Later that day, she posted an explanation on Facebook. “Unfortunately, I was forced to stop by a shoulder problem,” she wrote. “As you all know, I’m still nursing my 20-month-old son. During my training in Kenya, I tried to stop, but it caused me pain and a shoulder problem due to running with breasts full of milk. This limited me in the European championships in Amsterdam (a half-marathon) and happened again today. I promise to attain respectable achievements in the future and am going forward with head held high.”

Many people responded with sympathy and support. But others voiced harsh criticism. “Some of the media took the word ‘nursing’ and turned into the direct cause of her withdrawal,” Salpeter said. “It created a lot of disproportionate and very unsympathetic responses.”

“I’m nave,” he added. “I thought there would be sympathy and empathy, but I was shocked.”
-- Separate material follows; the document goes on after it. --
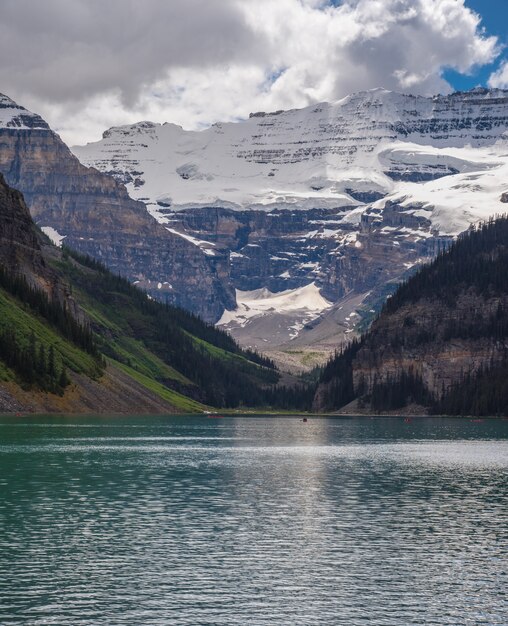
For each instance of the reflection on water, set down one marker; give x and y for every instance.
(262, 521)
Chemtai decided early on to keep nursing until her son tired of it, Salpeter said. “It’s something that develops her as a mother, and it’s something we, as men, with all due respect, will apparently never understand.”

Lonah Chemtai Korlima with son Roy Credit: Baz Ratner, Reuters

Nevertheless, she tried to wean her son two months ago, while she was training in Kenya. “We said, for Rio, ‘no more nursing,’” Salpeter recalled. “We didn’t know what to expect, but her breasts really swelled, and in that situation, it’s hard to train; she was really crying and suffering.”

Within a few days, she resumed nursing, “but in hindsight, the damage was already done,” Salpeter said. “She began having shoulder pain, apparently from that training session she ran in Kenya with her breasts full of milk. Running when you’re lugging an extra two kilos apparently creates strain on the shoulders.”

Ever since that training session, Chemtai has had episodic pain in her right shoulder. Salpeter asked the athletics association to let them bring their son to Rio so she could nurse during the games, but the association refused. Instead, she pumped milk before the race so she wouldn’t have full breasts.

Everything started according to plan in Rio. By the 30th kilometer, Chemtai’s time had put her in the top half, ranked about 90. But then her shoulder started hurting again.

“She tried to bear it, but she was in so much pain she couldn’t even hold her water bottle,” Salpeter said. “She had hellish, stabbing pains in her chest, and they shot into her neck, her arm, everywhere.” So eventually, she dropped out.

Salpeter acknowledged that as a coach, he usually “demands that the athlete finish the race under any circumstances. But Lonah is a fighter, and if she decided to stop, I believe she had a good enough reason.”

He and Chemtai are proud that she was able to breast-feed while also steadily improving her performance to the point that she qualified for the Olympics. Her Facebook post after withdrawing “wasn’t to offer an excuse, but to tell the nation what had happened,” he said.

“Even if she had finished in 40th place, people would have had something to say about that, without even understanding the significance of the result or the achievement,” he noted.

Now, he and Chemtai are both looking ahead, to future races. “I’m quite happy that these are our problems,” Salpeter said. “Lonah’s just starting out ... and she’s hungry to succeed. I believe that soon, she’ll make a lot of people shut up.”